Why the “BBEG” Might Need to Win This Case
The money-grabbing tendencies of large corporations is no secret. Entities such as Apple often go for the largest slice of the pie and make it very difficult for third party developers to negotiate or turn down their offer. 30% is a significant cut from revenue, and while some are criticizing Epic for trying to bypass giving Apple any cut, there are many who are backing the game developer due to what is claimed to be the “unfairness” of the iOS App Store contract. Apple has in the past year created a “small business” program where their cut is 12% instead of the standard 30%. In the light of the suit, Microsoft has also come forward with plans to cut their percentage across the board from 30% to 12%.

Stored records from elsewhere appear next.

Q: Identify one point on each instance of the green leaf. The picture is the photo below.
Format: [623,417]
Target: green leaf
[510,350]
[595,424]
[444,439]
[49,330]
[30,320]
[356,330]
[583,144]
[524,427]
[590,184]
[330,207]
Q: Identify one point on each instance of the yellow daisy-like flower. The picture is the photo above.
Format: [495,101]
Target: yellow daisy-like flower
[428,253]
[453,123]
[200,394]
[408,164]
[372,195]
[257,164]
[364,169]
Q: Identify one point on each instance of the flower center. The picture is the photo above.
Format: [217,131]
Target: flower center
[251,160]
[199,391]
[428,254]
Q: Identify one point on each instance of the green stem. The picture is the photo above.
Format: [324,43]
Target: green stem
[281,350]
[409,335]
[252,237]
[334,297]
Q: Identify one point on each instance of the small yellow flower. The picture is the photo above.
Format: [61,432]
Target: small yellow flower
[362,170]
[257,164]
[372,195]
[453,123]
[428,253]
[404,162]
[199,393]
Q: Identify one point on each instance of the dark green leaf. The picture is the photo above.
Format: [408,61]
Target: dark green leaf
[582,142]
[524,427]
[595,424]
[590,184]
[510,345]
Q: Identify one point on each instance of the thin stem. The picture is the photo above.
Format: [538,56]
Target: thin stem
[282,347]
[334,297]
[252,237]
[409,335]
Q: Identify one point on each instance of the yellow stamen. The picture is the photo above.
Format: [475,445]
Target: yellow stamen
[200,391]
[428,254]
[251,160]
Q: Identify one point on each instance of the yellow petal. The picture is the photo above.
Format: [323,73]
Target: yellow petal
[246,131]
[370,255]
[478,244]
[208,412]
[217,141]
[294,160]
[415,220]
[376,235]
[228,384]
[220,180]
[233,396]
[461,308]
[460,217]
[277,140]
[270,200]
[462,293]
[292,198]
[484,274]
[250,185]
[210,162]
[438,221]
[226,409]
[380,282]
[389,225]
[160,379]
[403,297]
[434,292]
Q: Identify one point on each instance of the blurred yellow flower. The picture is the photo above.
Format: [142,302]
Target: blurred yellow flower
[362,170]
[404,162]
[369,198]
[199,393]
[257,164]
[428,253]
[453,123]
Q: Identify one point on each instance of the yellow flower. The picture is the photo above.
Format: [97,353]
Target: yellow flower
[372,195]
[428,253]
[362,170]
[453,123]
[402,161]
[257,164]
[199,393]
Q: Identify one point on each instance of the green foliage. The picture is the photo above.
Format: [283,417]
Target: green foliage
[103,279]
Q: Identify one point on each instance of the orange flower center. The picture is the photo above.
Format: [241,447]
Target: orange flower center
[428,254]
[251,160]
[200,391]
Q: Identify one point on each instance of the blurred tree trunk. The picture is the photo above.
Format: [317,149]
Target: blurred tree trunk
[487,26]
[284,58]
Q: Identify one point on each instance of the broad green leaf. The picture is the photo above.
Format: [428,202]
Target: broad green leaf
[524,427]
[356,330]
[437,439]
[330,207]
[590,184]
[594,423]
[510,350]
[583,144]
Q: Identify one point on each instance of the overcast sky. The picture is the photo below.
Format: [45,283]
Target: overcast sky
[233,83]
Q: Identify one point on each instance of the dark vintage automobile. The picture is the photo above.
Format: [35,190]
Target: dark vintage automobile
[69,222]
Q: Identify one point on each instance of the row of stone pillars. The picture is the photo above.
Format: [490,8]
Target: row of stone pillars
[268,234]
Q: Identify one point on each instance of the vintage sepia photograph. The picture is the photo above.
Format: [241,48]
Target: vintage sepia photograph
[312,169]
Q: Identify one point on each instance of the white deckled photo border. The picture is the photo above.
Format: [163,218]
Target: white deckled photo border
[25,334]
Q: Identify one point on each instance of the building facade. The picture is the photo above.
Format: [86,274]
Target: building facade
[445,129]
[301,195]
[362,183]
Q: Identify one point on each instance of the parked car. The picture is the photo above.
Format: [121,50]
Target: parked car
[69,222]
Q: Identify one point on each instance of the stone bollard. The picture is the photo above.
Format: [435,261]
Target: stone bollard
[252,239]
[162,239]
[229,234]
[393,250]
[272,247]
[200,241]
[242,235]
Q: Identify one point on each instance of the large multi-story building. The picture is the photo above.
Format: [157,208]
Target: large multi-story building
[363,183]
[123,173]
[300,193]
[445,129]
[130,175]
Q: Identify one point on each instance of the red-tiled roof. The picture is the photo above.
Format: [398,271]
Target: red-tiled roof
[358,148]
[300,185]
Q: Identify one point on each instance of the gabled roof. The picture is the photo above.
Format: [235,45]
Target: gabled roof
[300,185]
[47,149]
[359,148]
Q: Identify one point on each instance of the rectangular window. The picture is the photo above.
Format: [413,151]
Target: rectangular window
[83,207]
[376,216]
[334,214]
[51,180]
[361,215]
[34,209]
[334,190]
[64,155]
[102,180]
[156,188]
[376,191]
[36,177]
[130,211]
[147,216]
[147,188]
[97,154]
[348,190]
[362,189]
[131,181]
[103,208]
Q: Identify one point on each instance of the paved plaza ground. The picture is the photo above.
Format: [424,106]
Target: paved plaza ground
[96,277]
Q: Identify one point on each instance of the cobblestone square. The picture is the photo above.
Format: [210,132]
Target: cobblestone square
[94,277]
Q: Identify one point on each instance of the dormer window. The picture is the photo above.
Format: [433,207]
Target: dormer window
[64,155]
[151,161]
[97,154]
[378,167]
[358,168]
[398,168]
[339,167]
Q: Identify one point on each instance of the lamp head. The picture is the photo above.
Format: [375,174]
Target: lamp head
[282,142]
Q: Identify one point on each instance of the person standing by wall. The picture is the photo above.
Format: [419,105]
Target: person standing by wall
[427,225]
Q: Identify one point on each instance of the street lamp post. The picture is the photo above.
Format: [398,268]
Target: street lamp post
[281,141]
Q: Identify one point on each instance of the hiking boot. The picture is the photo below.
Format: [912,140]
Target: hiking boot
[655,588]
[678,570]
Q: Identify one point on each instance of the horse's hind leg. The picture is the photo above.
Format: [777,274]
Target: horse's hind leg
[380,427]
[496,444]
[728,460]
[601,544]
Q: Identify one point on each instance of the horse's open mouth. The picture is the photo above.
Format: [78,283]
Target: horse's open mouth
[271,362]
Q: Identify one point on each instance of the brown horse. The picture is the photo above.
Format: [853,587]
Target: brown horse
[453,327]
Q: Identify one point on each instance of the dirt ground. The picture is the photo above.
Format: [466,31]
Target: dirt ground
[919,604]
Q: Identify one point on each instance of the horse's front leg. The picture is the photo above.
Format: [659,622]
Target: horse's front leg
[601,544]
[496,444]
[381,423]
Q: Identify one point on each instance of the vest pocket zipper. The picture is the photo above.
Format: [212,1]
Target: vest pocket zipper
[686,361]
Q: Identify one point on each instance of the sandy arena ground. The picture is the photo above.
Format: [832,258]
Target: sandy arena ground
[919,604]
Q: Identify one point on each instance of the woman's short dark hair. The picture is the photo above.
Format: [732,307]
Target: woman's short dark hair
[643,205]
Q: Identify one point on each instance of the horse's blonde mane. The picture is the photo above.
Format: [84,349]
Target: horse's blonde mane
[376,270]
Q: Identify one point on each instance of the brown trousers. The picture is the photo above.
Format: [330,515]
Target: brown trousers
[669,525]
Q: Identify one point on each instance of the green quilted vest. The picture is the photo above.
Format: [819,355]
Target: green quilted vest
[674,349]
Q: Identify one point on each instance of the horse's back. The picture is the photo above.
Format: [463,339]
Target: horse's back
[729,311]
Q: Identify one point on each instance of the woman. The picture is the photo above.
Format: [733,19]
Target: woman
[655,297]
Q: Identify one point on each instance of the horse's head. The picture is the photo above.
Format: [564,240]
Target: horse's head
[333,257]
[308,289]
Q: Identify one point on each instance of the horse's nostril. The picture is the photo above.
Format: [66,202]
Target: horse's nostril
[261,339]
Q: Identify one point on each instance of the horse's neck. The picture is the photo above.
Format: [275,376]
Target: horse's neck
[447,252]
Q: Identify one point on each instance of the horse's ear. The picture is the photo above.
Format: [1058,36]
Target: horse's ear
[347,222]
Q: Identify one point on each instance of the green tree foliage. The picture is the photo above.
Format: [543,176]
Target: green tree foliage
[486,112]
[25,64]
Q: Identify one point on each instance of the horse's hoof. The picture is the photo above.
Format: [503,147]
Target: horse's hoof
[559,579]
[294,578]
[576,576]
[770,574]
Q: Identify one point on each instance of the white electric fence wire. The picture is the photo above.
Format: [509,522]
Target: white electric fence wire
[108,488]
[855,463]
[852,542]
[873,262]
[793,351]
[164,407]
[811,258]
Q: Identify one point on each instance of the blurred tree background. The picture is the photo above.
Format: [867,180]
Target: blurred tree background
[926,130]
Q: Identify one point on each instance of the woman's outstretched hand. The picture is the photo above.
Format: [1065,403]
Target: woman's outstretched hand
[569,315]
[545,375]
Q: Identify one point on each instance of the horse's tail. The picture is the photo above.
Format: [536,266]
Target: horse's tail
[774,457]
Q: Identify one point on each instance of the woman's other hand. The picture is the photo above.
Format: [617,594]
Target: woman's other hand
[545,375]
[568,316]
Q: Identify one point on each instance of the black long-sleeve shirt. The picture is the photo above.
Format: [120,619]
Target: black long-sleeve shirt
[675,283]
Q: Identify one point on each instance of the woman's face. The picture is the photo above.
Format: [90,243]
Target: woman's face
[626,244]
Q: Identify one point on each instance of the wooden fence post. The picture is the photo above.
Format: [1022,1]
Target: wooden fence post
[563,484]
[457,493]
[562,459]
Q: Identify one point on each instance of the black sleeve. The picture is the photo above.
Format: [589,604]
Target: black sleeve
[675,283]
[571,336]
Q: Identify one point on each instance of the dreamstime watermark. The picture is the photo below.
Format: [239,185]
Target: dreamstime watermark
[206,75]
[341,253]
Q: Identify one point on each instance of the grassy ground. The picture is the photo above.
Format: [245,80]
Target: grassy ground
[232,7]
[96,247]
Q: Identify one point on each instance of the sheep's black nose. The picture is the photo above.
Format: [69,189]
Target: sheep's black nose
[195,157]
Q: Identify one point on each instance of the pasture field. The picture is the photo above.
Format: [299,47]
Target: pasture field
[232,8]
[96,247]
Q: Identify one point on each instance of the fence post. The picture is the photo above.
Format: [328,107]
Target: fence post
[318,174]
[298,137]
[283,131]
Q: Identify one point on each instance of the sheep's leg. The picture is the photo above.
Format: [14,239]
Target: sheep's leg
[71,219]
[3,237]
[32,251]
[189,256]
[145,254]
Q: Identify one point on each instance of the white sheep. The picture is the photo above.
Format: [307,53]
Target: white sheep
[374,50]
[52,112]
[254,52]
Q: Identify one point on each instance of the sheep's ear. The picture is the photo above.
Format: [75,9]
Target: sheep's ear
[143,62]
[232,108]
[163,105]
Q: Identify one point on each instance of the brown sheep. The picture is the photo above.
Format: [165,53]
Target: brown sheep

So why would it be a bad thing if Apple loses? The answer is centralization. Apple takes security very seriously and you can control all of the payment settings for iOS apps through the iOS App Store. If Epic Games wins this suit, it could open the door for third party apps to bypass Apple’s payment system altogether. This means that a parent would have to go into these third party platforms and turn on parental settings in each one. Not only that, but it would give attackers multiple points of entry to gain access to personal financial information as well as log in credentials.
SEE ALSO What is a Mobile Wallet?
How Can Apple Turn Things Around?
It seems that the obvious answer is to either drop their take percentage or make changes to their policies with third party developers. Software and game development is not only a difficult job when it comes to product development, but the customer support as well as technical support necessary to keep apps functioning safely as well as improving on those apps is a taxing and expensive. Not all third party companies are as big or successful as Epic Games, and Apple’s 30% “tax” on their revenue is draining on those that are not in the big leagues just yet. This is a complicated case and it will be interesting to see things unfold in the coming weeks.